Programmatic access:#

  • The API allows classifications to be managed using HTTP requests (see https://skyportal.io/docs/api.html).

  • The GET request allows existing classifications for a source with id source_id to be retrieved:

status, data = api(
        'GET',
        f'sources/{source_id}/classifications',
        token=classification_token
    )
  • The POST request uploads new classifications for multiple sources using the following structure:

data = {
         'classifications': [
             {
                 'obj_id': public_source.id,
                 'classification': 'Algol',
                 'taxonomy_id': taxonomy_id,
                 'probability': 1.0,
                 'group_ids': [public_group.id],
             },
             {
                 'obj_id': public_source.id,
                 'classification': 'Time-domain Source',
                 'taxonomy_id': taxonomy_id,
                 'probability': 1.0,
                 'group_ids': [public_group.id],
             },
         ]
     }
status, data = api(
         'POST',
         'classification',
         data=post_data,
         token=classification_token,
     )
  • Classifications can be modified and deleted with the PUT and DELETE requests, respectively. These requests require the integer classification ID provided by the GET request. Both requests are made to the endpoint 'classification/{classification_id}'.

Important Makefile targets#

Run make to get a list of Makefile targets.

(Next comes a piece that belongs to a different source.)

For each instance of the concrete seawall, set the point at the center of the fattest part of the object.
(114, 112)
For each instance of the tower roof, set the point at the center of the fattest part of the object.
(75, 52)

Here are some commonly used ones:

General:

  • help : Describe make targets

DB preparation:

  • db_init : Create database

  • db_clear : Drop and re-create DB

Launching:

  • run : Launch the web application

  • log : Tail all log files

Testing:

  • test : Launch web app & execute frontend tests

  • test_headless : (Linux only) The above, but without a visible browser

Development:

  • lint-githook : Install a Git pre-commit hook that lints staged chunks (this is done automatically when you lint for the first time).

Code formatting / linters#

To set up pre-commit for automatically reformatting Python and JavaScript changes, run pip install pre-commit && pre-commit install.

pre-commit is run each time a new change is committed. If an error can be fixed automatically (such as a spacing issue), the tool does that automatically, and you can re-attempt the commit. Otherwise, you may have to make the change manually.